Did an Asteroid Cancel Dinosaurs? The Truth is in the Lava

Layered lava flows from the Bushe and Poladpur Formations near the village of Tail Baila. Image credit, Courtney Sprain.

Layered lava flows from the Bushe and Poladpur Formations near the village of Tail Baila. Image credit, Courtney Sprain.


About sixty-six million years ago a planet-wide catastrophe brought the non-avian dinosaurs to their demise, and the end of the Cretaceous period was marked by a mass extinction of its fauna and flora. New data, published in the journal Science, says it’s possible that intense volcanic eruptions in India coincided with the worldwide extinction – ultimately cementing the fate of the massive reptiles.   

Location map outlining exposed area of the Deccan Traps in modern day India. Image credit, Courtney Sprain.

“Our previous research presented the hypothesis that a large asteroid impact off the coast of Yucatan could have shaken the Earth globally, which could have disrupted the magmatic systems of volcanoes across the world, causing this transition,” said Loÿc Vanderkluysen, PhD, volcanologist and professor of geoscience in the College of Arts and Sciences at Drexel. However, this hypothesis remained very much untested and controversial, until now.

Vanderkluysen points at a red bole that marks the Bushe-Poladpur contact/Cretaceous-Paleogene boundary near the town of Poladpur in the Western Ghats. Image credit, Courtney Sprain.

Vanderkluysen was among the group of researchers, primarily from the University of California, Berkeley, that dated the vast lava flows known as the Deccan Traps in India using radiation measurements. The team was able to date massive lava flows with far greater precision, whittling it down from around a million years to a period of tens of thousands of years. 

"We are able to recreate with great precision the order of events at the end of the Cretaceous period," said Vanderkluysen.

“Now that we have dated Deccan Traps lava flows in more and different locations, we see that the transition seems to be the same everywhere.
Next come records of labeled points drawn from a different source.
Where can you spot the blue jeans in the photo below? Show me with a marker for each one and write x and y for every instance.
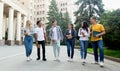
(56, 48)
(84, 46)
(96, 45)
(28, 42)
(70, 48)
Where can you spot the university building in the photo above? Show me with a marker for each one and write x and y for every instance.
(13, 16)
(15, 13)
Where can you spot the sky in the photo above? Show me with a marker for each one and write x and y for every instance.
(111, 4)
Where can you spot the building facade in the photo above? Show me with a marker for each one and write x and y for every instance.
(13, 16)
(68, 6)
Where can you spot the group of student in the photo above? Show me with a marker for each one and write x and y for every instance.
(95, 32)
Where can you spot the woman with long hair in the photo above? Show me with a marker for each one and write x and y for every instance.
(70, 35)
(56, 36)
(28, 40)
(84, 34)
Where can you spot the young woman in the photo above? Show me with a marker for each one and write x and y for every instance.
(28, 40)
(40, 35)
(70, 35)
(84, 34)
(56, 36)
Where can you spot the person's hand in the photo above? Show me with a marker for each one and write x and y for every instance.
(83, 34)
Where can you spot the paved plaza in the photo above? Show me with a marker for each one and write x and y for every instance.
(12, 58)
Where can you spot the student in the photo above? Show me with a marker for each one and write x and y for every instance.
(70, 35)
(40, 40)
(97, 31)
(28, 40)
(84, 34)
(56, 36)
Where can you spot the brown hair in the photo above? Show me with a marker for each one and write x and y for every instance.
(28, 26)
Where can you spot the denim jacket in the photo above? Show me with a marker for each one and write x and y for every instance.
(59, 33)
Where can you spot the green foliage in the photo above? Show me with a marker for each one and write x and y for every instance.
(87, 9)
(111, 21)
(62, 19)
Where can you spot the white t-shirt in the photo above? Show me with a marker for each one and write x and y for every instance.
(40, 32)
(55, 33)
(87, 34)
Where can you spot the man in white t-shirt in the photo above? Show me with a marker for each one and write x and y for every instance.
(56, 36)
(40, 36)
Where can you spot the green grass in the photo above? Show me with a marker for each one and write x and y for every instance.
(112, 53)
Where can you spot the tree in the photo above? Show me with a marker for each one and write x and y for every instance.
(62, 19)
(65, 20)
(53, 14)
(87, 9)
(111, 21)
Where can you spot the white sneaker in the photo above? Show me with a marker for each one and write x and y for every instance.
(68, 59)
(94, 62)
(101, 64)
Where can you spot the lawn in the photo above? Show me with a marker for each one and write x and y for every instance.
(113, 53)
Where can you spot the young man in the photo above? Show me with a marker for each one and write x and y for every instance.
(56, 36)
(40, 36)
(97, 31)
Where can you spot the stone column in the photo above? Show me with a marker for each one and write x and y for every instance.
(10, 27)
(18, 35)
(24, 21)
(1, 22)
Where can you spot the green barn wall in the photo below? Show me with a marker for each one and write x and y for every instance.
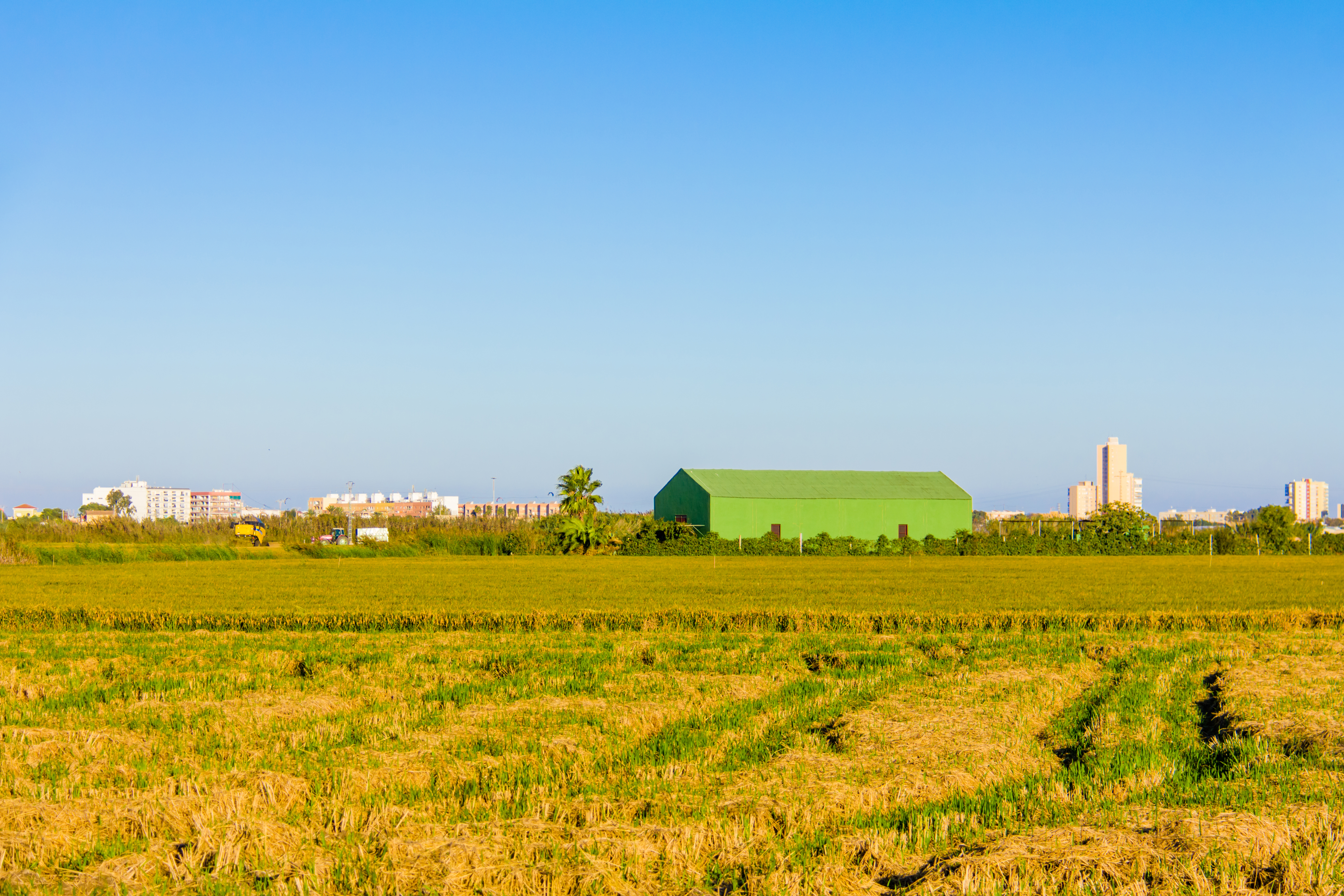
(858, 518)
(683, 496)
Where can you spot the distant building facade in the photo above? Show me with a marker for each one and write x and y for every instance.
(1198, 516)
(1311, 500)
(394, 504)
(1082, 500)
(135, 489)
(217, 506)
(1115, 483)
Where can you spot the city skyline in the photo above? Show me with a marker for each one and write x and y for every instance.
(288, 246)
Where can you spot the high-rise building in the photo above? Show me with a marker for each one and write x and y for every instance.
(1082, 500)
(1310, 500)
(1115, 483)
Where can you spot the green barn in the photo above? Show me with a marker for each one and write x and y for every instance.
(857, 503)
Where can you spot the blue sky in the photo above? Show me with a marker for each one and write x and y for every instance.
(283, 246)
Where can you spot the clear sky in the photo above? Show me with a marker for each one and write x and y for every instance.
(282, 246)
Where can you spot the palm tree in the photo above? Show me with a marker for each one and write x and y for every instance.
(578, 492)
(119, 503)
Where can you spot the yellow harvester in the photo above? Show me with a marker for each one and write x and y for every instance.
(252, 528)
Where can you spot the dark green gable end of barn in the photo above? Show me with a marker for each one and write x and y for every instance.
(855, 503)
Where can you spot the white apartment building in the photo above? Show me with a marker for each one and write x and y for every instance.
(147, 502)
(1082, 500)
(1310, 500)
(1201, 516)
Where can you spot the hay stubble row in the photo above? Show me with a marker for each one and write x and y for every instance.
(666, 762)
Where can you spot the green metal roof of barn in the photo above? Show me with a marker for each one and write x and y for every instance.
(828, 484)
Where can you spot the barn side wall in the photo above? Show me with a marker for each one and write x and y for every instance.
(858, 518)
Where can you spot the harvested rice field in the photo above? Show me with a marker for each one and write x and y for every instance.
(670, 761)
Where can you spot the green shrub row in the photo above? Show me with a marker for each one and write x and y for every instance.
(660, 538)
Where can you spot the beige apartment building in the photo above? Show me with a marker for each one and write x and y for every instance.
(1311, 500)
(1115, 483)
(1082, 500)
(216, 506)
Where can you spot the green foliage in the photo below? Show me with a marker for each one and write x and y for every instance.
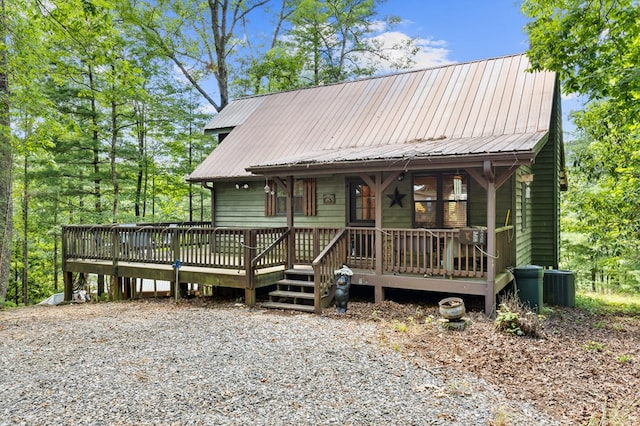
(516, 319)
(594, 47)
(593, 346)
(608, 304)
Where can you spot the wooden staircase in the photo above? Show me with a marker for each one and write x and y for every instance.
(294, 291)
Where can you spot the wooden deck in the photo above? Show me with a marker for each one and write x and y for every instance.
(419, 259)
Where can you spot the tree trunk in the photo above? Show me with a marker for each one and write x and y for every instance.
(112, 157)
(25, 232)
(6, 161)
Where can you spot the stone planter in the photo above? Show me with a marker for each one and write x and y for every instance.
(452, 308)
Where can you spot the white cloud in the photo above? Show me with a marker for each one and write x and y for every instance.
(396, 45)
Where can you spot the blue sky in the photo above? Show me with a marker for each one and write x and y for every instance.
(466, 29)
(453, 31)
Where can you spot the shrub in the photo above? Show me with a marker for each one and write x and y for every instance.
(516, 319)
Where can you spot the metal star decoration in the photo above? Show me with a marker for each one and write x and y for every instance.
(396, 197)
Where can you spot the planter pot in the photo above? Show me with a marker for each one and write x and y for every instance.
(452, 308)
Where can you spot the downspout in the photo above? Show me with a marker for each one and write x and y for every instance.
(489, 298)
(213, 202)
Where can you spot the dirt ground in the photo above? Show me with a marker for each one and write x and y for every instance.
(585, 369)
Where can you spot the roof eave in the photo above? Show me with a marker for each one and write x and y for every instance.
(394, 164)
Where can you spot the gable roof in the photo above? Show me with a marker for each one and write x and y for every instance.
(450, 113)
I would say, with pretty high confidence, that the eruptions occurred within 50,000 years, and maybe 30,000 years, of the impact, which means they were synchronous within the margin of error,” said Paul Renne, a professor-in-residence of earth and planetary science at UC Berkeley, director of the Berkeley Geochronology Center and senior author of the study.

Lead author Courtney Sprain standing in front of an inflated sheet lobe in the Jawhar Formation, in a quarry north of Mumbai. Image credit, Loÿc Vanderkluysen.

The new dates confirm earlier estimates that the lava flows continued for about a million years, but the data shows that three-quarters of the lava erupted after the impact. Previous studies suggested that about 80 percent of the lava erupted before the impact.

The close correlation of the two events, eruptions and extinction – don’t seem to be a coincidence, according to the researchers. “This bolsters the theory that the impact of the asteroid was the main cause,” said Vanderkluysen. “It’s like shaking a bottle of champagne, it can accelerate volcanic activity.”

Prof. Paul Renne inspects profile of a red bole within the Ambenali Formation near the town of Mahabaleshwar. Image credit, Loÿc Vanderkluysen.

This study also gleaned improved insights into the period’s climate record. The global climate warming in the years preceding the meteorite can’t be tied to an asteroid. Its likely, that volcanism is what caused this warming – and data from the study shows the climate hadn’t reached its peak intensity. Shell fragments and marine fossils prior to the extinction showed evidence of decline and stress prior to the impact of the meteorite.

“The ecosystem was primed to suffer a mass extinction and volcanism attributed to its weakened state and thwarted recovery,” said Vanderkluysen.